Blest Pæan, come, propitious to my pray'r,
Illustrious pow'r, whom Memphian tribes revere,
Slayer of Tityus, and the God of health,
Lycorian Phœbus, fruitful source of wealth.
Spermatic, golden-lyr'd, the field from thee 5
Receives it's constant, rich fertility.
Titanic, Grunian, Smynthian, thee I sing,
Python-destroying, hallow'd, Delphian king:
Rural, light-bearer, and the Muse's head,
Noble and lovely, arm'd with arrows dread: 10
Far-darting, Bacchian, two-fold, and divine,
Pow'r far diffused, and course oblique is thine.

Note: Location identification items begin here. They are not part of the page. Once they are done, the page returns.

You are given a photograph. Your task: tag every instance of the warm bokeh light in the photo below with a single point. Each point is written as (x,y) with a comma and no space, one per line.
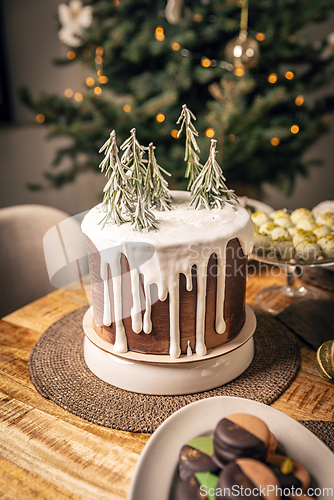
(103,79)
(40,118)
(299,100)
(90,81)
(209,132)
(272,78)
(239,72)
(160,117)
(260,37)
(68,93)
(159,33)
(205,62)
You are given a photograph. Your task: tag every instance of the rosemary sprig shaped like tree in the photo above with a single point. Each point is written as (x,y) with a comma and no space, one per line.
(157,192)
(209,188)
(117,192)
(133,157)
(191,149)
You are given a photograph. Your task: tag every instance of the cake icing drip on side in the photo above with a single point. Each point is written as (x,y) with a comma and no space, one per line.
(186,238)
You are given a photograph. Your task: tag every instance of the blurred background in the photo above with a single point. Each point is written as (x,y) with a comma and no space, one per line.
(134,63)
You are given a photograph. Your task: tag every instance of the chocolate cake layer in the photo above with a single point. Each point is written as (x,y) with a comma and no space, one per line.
(157,342)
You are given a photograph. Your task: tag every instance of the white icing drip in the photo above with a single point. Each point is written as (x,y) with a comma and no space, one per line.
(136,307)
(201,306)
(189,281)
(107,303)
(174,345)
(186,237)
(147,315)
(112,258)
(220,321)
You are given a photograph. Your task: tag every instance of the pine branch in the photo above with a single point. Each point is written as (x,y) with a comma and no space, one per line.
(117,200)
(157,192)
(133,159)
(191,149)
(209,188)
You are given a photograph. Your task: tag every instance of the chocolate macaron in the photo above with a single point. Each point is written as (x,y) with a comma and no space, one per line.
(200,486)
(290,473)
(195,456)
(241,435)
(247,478)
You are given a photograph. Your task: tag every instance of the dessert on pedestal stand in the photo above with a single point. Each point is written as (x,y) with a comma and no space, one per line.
(162,375)
(168,272)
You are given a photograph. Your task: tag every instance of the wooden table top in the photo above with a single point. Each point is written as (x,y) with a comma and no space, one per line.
(46,452)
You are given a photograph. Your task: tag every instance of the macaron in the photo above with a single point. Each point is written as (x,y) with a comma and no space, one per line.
(289,473)
(195,456)
(200,486)
(241,435)
(248,478)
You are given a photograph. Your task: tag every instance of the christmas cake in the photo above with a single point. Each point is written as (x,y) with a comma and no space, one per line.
(176,290)
(168,269)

O, Delian king, whose light-producing eye
Views all within, and all beneath the sky:
Whose locks are gold, whose oracles are sure, 15
Who, omens good reveal'st, and precepts pure:
Hear me entreating for the human kind,
Hear, and be present with benignant mind;
For thou survey'st this boundless Æther all,
And ev'ry part of this terrestrial ball. 20
Abundant, blessed; and thy piercing sight,
Extends beneath the gloomy, silent night;
Beyond the darkness, starry-ey'd, profound,
The stable roots, deep fix'd by thee are found.
The world's wide bounds, all-flourishing are thine, 25
Thyself all the source and end divine:
'Tis thine all Nature's music to inspire,
With various-sounding, harmonising lyre;
Now the last string thou tun'st to sweet accord,
Divinely warbling now the highest chord; 30
Th' immortal golden lyre, now touch'd by thee,
Responsive yields a Dorian melody.
All Nature's tribes to thee their diff'rence owe,
And changing seasons from thy music flow:
Hence, mix'd by thee in equal parts, advance 35
Summer and Winter in alternate dance;
This claims the highest, that the lowest string,
The Dorian measure tunes the lovely spring.
Hence by mankind, Pan-royal, two-horn'd nam'd,
Emitting whistling winds thro' Syrinx fam'd; 40
Since to thy care, the figur'd seal's consign'd,
Which stamps the world with forms of ev'ry kind.
Hear me, blest pow'r, and in these rites rejoice,
And save thy mystics with a suppliant voice.